Right. And suing journalists for writing about your flaws is a pretty damn good way to kill that reputation. As we pointed out in our original post on the lawsuit, lots and lots of security experts publicly suggested people stay away from Keeper because of the lawsuit not because of the flaw.
Keeper also claims its not a public figure, and thus doesn’t need to show actual malice (though claims it can). First of all, it absolutely is as public figure under defamation law. As Ars/Goodin’s motion points out, the company itself touts how it’s an “innovator and leader” and “one of the world’s most downloaded.” Second, as for the claims that it can show actual malice, that’s basically laughable. Goodin directly responded to multiple requests for updates with Keeper, changed a few things when he found their argument compelling, but didn’t change parts he didn’t believe needed to be changed. That’s not what someone does when they’re just looking to publish false information.
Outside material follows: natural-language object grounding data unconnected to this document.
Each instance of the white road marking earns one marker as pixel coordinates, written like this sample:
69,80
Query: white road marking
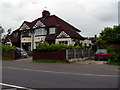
64,72
14,86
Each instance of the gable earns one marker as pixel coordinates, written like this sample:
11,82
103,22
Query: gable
39,24
63,34
24,27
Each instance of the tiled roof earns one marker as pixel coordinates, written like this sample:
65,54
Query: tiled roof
60,24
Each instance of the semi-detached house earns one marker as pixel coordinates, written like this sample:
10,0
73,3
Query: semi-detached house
49,28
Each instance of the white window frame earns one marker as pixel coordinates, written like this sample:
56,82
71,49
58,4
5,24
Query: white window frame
40,31
52,30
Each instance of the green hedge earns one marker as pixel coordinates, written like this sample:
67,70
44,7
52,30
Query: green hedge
54,47
6,48
114,54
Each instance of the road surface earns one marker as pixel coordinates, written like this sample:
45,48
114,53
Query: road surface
52,75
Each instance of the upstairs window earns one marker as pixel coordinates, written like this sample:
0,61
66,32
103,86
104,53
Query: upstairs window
15,35
52,30
26,33
40,31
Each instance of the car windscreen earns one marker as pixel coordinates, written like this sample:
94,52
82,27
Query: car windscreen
101,51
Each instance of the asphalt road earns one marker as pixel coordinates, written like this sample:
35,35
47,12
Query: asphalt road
47,75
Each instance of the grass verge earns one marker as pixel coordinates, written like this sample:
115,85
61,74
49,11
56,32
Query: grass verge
49,61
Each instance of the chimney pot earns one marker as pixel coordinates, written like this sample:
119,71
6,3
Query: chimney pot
45,13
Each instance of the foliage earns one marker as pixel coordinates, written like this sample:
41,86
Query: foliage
50,61
109,36
54,47
6,48
114,55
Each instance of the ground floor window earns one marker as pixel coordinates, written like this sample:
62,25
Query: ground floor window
26,46
63,42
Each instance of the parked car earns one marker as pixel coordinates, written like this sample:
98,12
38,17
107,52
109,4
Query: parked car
21,53
102,54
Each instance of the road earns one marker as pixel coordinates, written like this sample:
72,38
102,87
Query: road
49,75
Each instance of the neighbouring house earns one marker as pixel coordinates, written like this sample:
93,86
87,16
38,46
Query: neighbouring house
49,28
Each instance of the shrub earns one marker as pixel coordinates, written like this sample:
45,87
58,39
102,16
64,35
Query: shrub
6,48
54,47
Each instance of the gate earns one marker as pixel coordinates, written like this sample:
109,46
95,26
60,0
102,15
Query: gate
76,54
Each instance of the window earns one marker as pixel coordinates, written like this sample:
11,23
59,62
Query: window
26,33
52,30
63,42
40,31
15,34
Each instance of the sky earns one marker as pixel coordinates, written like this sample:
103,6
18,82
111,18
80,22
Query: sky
89,16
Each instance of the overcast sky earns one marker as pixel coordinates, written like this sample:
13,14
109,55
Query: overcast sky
90,16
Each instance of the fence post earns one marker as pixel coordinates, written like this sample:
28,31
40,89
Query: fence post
82,54
66,54
75,54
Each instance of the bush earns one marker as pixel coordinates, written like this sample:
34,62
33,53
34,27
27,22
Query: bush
6,48
54,47
114,54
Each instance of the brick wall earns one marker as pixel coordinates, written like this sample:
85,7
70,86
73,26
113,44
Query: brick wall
49,55
9,54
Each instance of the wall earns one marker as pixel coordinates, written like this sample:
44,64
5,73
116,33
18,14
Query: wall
51,55
9,54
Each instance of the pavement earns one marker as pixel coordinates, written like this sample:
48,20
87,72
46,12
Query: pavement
90,74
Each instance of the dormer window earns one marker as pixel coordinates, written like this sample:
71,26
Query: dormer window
52,30
40,31
26,33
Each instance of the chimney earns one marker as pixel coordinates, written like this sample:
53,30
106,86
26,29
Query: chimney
45,13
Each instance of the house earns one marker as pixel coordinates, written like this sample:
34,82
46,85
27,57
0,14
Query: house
49,28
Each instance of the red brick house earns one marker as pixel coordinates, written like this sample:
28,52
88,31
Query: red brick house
49,28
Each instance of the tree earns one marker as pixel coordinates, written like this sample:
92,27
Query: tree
4,38
109,36
1,32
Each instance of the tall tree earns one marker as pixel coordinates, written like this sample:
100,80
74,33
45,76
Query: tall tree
1,32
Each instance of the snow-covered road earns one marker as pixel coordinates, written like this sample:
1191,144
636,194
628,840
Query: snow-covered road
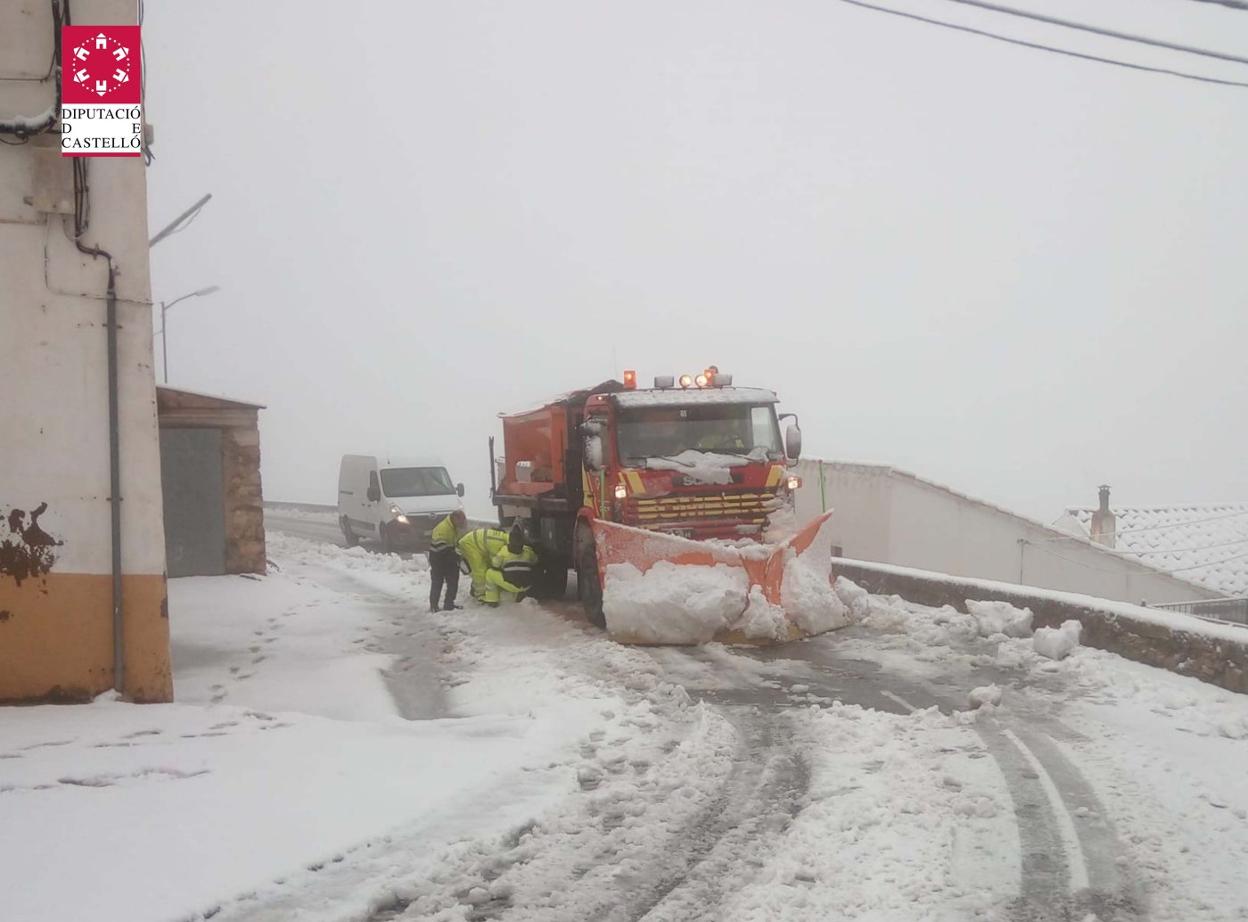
547,772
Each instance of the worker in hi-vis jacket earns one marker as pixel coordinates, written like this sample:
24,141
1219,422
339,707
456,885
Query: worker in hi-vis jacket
443,559
477,549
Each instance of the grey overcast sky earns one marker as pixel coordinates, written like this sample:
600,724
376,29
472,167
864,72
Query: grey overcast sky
1012,272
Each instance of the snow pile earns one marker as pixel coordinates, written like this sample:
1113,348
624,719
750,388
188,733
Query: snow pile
806,589
673,604
985,695
703,467
1000,618
1057,643
856,599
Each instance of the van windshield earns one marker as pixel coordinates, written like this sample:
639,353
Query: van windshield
416,482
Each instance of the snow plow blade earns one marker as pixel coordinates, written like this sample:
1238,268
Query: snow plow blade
663,589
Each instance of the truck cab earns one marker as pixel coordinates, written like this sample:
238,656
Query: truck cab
397,502
690,457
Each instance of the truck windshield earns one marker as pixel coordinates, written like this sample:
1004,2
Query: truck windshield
658,432
416,482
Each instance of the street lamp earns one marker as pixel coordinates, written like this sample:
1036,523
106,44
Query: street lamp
164,323
181,222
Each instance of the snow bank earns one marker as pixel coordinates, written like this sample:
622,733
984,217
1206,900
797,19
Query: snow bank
806,589
1000,618
856,599
1057,643
673,604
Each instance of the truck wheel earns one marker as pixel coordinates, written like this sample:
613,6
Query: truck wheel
552,582
590,589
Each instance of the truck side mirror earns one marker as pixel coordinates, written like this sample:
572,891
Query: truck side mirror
594,452
793,442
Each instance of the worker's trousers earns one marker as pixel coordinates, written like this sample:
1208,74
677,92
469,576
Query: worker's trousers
443,570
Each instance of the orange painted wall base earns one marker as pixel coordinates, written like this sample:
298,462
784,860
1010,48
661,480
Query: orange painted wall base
56,638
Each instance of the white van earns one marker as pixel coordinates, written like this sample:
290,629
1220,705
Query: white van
396,502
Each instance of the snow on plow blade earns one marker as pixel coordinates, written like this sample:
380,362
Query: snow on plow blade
662,589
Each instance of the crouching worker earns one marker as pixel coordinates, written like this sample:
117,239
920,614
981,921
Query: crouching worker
477,549
511,573
443,559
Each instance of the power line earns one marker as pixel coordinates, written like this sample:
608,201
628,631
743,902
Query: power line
1228,4
1098,30
1022,43
1209,563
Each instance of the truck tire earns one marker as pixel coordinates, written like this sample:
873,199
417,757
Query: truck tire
552,582
589,588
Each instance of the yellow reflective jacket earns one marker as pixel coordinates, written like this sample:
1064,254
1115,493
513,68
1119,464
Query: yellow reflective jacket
444,535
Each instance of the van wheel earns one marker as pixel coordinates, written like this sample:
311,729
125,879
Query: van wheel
589,588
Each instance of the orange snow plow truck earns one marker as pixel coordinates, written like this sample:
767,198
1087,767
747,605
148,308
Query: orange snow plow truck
663,502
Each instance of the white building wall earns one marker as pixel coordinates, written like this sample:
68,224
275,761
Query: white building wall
58,625
892,517
53,347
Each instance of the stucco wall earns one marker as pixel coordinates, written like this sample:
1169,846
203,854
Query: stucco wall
891,517
55,628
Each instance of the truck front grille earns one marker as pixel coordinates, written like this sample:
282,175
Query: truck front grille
745,508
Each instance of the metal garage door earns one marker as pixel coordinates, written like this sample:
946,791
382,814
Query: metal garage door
192,482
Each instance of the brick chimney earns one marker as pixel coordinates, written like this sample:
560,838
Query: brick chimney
1103,520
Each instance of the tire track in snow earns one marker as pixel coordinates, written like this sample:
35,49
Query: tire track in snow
1071,867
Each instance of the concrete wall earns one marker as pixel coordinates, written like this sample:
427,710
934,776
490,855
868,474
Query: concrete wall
1216,654
56,624
892,517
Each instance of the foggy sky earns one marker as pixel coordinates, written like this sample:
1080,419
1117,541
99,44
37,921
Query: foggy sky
1012,272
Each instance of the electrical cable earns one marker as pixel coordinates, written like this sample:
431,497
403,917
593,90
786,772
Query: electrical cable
1038,46
1121,532
1211,563
1100,30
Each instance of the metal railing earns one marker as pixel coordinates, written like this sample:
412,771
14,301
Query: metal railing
1234,610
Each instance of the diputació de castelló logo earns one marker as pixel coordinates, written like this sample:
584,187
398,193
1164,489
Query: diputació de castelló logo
101,91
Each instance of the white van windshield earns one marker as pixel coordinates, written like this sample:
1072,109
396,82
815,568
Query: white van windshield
416,482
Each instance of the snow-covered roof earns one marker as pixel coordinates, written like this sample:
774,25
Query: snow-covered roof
1204,543
694,397
217,398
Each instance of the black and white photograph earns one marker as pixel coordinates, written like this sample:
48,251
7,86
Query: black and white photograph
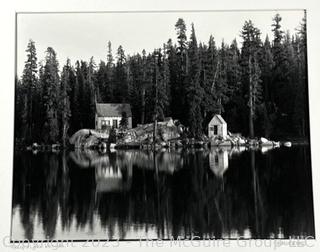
160,125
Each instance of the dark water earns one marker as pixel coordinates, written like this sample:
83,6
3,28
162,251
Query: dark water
219,193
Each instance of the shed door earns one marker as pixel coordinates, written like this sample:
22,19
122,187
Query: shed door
215,129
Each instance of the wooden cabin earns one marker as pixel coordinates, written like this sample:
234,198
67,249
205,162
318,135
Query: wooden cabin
110,115
217,127
218,161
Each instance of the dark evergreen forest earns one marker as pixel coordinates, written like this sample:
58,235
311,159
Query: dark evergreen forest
260,87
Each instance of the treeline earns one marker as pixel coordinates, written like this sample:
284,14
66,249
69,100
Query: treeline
260,89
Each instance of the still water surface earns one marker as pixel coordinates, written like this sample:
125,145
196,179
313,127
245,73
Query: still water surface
135,194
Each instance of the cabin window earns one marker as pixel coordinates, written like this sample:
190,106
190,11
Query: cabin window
216,160
215,129
103,124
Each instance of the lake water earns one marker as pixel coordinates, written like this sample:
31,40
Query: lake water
135,194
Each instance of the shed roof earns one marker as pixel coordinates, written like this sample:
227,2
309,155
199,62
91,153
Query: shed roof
220,119
113,109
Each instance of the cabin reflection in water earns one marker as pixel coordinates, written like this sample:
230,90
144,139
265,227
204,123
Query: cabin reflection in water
111,175
110,178
219,161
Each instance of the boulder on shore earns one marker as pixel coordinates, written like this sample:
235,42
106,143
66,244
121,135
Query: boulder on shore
88,138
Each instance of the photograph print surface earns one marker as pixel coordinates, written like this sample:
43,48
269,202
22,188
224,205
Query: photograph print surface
162,125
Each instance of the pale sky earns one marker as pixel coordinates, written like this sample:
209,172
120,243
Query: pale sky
79,36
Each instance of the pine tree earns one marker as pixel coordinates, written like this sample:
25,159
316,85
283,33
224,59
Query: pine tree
251,73
29,90
65,112
194,90
51,82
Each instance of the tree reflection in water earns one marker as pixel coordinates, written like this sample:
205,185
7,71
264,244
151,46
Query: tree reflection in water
138,194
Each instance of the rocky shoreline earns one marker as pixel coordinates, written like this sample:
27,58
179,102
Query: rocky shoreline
167,134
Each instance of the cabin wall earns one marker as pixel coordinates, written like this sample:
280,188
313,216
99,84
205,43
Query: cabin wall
99,120
222,129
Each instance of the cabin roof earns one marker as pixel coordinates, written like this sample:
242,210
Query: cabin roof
220,119
113,109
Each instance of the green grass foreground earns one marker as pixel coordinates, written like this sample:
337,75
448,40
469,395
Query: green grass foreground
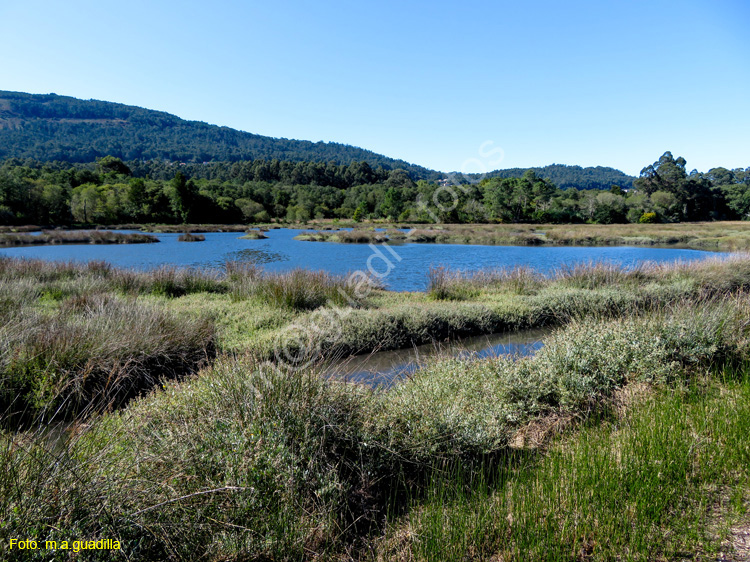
645,380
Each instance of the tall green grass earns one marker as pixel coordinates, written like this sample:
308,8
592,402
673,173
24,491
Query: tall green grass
248,461
666,479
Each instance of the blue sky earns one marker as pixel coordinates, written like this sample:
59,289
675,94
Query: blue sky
448,85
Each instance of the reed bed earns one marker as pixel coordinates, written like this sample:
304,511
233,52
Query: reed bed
48,237
250,461
189,237
729,236
254,235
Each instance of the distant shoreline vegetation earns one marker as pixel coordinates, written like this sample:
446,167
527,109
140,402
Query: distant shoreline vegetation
261,192
729,236
47,238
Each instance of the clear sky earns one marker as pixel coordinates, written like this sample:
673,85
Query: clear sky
587,82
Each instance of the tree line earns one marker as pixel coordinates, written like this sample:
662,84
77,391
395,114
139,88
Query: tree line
111,191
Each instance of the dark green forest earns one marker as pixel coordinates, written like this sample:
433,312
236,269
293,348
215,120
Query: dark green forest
67,161
51,127
111,191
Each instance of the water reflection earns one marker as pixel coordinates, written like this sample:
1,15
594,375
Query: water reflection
384,368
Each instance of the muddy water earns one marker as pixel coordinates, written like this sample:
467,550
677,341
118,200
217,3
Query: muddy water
384,368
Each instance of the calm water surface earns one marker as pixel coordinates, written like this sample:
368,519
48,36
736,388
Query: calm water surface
385,368
403,269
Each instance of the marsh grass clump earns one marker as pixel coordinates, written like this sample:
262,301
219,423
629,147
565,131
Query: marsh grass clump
95,352
190,237
254,461
170,281
254,235
445,284
298,289
359,236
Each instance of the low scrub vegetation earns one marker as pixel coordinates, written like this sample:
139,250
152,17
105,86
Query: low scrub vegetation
728,236
248,461
75,237
615,439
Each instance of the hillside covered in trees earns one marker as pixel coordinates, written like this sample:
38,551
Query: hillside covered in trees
563,176
48,127
51,127
260,191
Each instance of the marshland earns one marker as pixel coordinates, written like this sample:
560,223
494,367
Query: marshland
185,413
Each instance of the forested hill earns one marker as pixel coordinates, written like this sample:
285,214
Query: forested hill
565,177
49,127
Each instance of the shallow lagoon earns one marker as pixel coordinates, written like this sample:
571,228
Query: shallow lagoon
402,266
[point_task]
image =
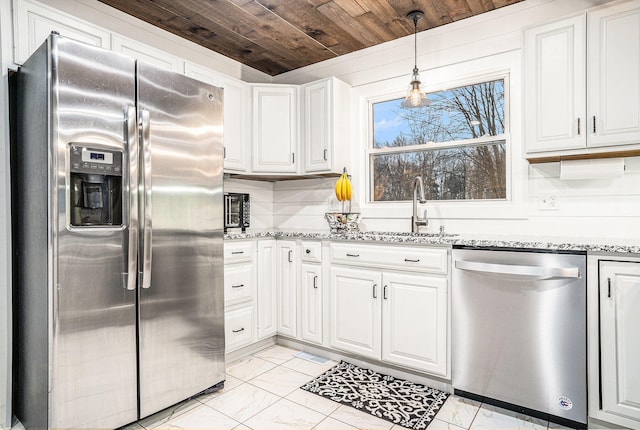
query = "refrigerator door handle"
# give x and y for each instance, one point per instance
(132, 147)
(147, 209)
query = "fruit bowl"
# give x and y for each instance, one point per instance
(343, 222)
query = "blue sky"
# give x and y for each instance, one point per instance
(387, 124)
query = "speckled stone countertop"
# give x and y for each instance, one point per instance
(450, 240)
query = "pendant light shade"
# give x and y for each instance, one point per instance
(415, 96)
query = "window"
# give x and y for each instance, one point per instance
(457, 144)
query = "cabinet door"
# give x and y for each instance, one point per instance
(275, 131)
(311, 303)
(414, 321)
(317, 126)
(326, 124)
(266, 291)
(34, 22)
(614, 75)
(236, 125)
(355, 310)
(554, 86)
(619, 334)
(286, 287)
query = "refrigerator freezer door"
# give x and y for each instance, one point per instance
(93, 347)
(181, 327)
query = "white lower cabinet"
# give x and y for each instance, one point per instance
(239, 294)
(286, 285)
(397, 317)
(311, 303)
(355, 311)
(414, 321)
(238, 328)
(267, 275)
(619, 294)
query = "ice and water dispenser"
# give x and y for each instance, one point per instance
(95, 187)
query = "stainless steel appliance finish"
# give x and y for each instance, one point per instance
(237, 211)
(519, 329)
(115, 321)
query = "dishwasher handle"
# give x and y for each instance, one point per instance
(536, 272)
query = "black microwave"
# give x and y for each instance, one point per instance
(236, 211)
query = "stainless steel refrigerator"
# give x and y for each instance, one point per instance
(117, 213)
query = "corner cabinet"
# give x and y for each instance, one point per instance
(614, 348)
(326, 125)
(267, 278)
(239, 294)
(311, 292)
(274, 129)
(391, 304)
(286, 287)
(582, 83)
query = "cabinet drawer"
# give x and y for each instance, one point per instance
(311, 252)
(239, 283)
(238, 328)
(235, 252)
(433, 260)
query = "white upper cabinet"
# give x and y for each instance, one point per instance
(34, 22)
(274, 129)
(582, 82)
(326, 125)
(236, 125)
(613, 91)
(555, 99)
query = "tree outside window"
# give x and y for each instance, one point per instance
(457, 144)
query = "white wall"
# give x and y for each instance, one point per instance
(607, 208)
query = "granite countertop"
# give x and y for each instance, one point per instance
(451, 240)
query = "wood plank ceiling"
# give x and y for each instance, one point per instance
(275, 36)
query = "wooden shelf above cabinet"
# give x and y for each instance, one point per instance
(276, 178)
(548, 158)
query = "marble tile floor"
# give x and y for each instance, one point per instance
(262, 393)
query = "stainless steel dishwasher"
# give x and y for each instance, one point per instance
(519, 331)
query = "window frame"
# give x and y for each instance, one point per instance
(443, 86)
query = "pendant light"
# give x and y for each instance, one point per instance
(415, 96)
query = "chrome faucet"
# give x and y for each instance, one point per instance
(416, 221)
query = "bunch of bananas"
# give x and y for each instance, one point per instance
(343, 187)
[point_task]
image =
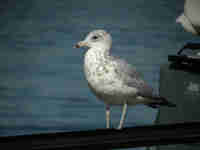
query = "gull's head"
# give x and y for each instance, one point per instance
(187, 25)
(96, 39)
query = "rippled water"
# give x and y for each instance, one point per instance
(42, 86)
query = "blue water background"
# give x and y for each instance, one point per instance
(42, 85)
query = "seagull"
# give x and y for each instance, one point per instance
(190, 21)
(112, 79)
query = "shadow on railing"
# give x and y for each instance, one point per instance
(180, 133)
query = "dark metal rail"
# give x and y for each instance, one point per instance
(181, 133)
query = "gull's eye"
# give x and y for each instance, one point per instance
(95, 37)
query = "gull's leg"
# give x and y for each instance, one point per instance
(123, 116)
(107, 116)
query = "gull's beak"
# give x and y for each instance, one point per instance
(81, 44)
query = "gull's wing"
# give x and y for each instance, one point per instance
(131, 77)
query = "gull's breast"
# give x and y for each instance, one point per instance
(103, 81)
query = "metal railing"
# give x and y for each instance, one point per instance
(180, 133)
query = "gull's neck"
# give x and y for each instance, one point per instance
(100, 51)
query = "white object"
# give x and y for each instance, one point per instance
(190, 18)
(112, 79)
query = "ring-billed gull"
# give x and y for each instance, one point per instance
(190, 19)
(112, 79)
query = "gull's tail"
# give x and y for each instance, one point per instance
(160, 101)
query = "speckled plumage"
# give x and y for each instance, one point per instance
(112, 79)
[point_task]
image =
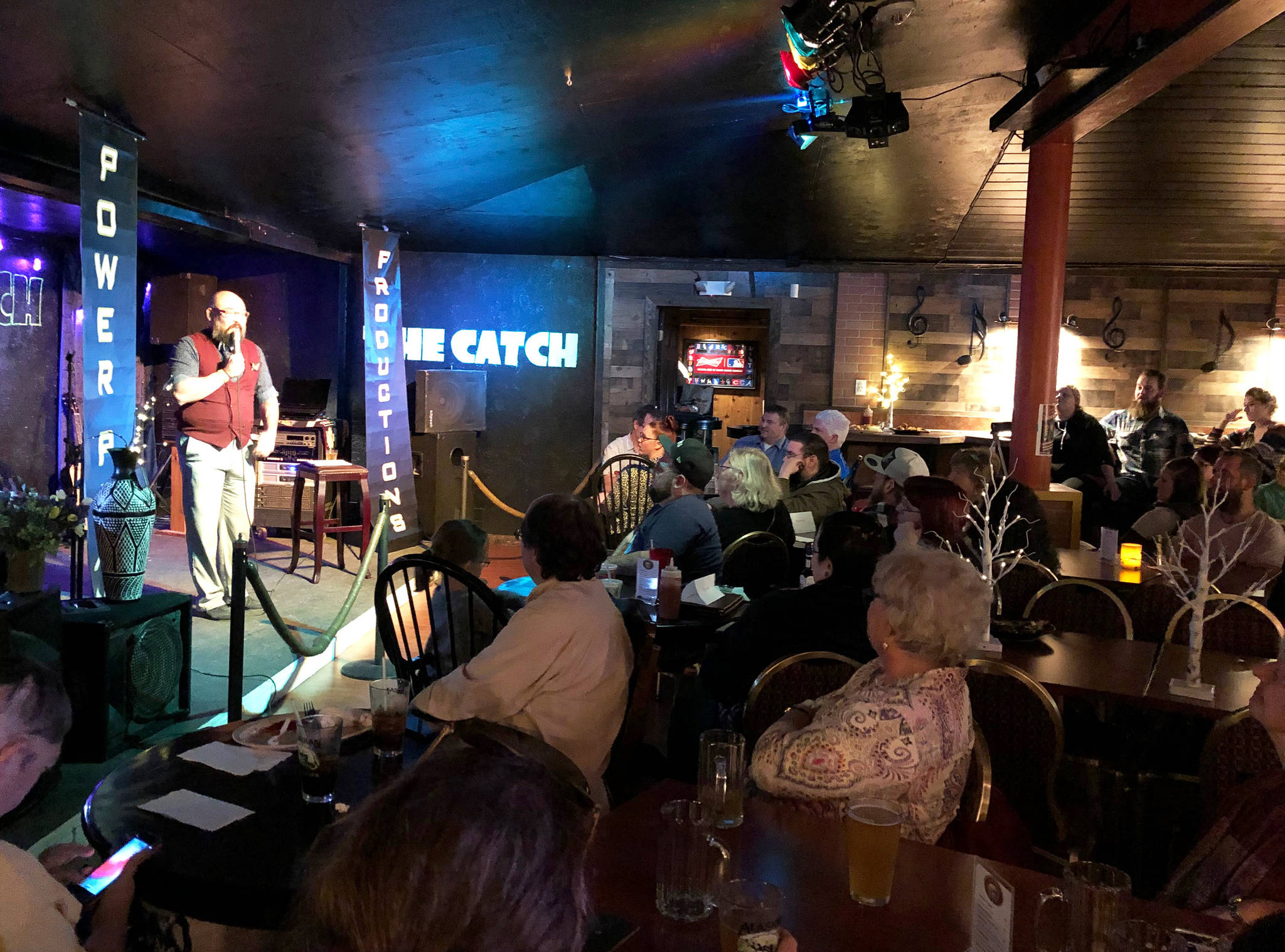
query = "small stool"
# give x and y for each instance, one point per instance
(323, 473)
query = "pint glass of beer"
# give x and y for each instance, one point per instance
(872, 830)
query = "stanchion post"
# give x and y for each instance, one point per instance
(237, 635)
(373, 670)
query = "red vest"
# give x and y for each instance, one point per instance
(228, 413)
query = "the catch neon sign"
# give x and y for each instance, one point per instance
(544, 348)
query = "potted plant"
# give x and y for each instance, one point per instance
(33, 527)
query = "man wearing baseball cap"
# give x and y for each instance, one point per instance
(680, 521)
(892, 471)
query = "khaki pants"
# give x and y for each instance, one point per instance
(219, 505)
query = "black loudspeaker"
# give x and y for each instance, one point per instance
(178, 306)
(449, 400)
(127, 670)
(436, 461)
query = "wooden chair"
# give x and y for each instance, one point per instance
(1077, 604)
(757, 562)
(1247, 628)
(1020, 585)
(619, 491)
(415, 619)
(1237, 751)
(788, 682)
(1025, 741)
(1152, 607)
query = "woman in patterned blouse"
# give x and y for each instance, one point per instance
(902, 727)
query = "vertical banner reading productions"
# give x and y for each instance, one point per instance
(110, 220)
(387, 422)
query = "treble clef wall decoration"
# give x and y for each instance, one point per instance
(1112, 336)
(917, 323)
(1220, 348)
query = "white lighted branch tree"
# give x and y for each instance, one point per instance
(1188, 564)
(991, 521)
(892, 385)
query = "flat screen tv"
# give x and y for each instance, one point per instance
(727, 365)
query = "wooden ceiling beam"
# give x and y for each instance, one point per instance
(1133, 50)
Those are the actions of someone looking to get the story right. That’s not actual malice. Just because Keeper disagrees with Goodin’s editorial choices does not make them actionable.
In response to the anti-SLAPP argument, Keeper basically mocks the idea that California law could possibly apply in Illinois. But, again, it’s not such a crazy idea. Plenty of courts have ruled that the speaker’s location is the proper one to use for anti-SLAPP laws (even when the plaintiff’s state’s defamation laws are used).
Still, the larger issue stands. A softwarer company has filed a clear SLAPP suit against a reporter for reporting on some bad news about their software. That’s horrific, and should tell you all you need to know about Keeper Security and whether or not to use their software.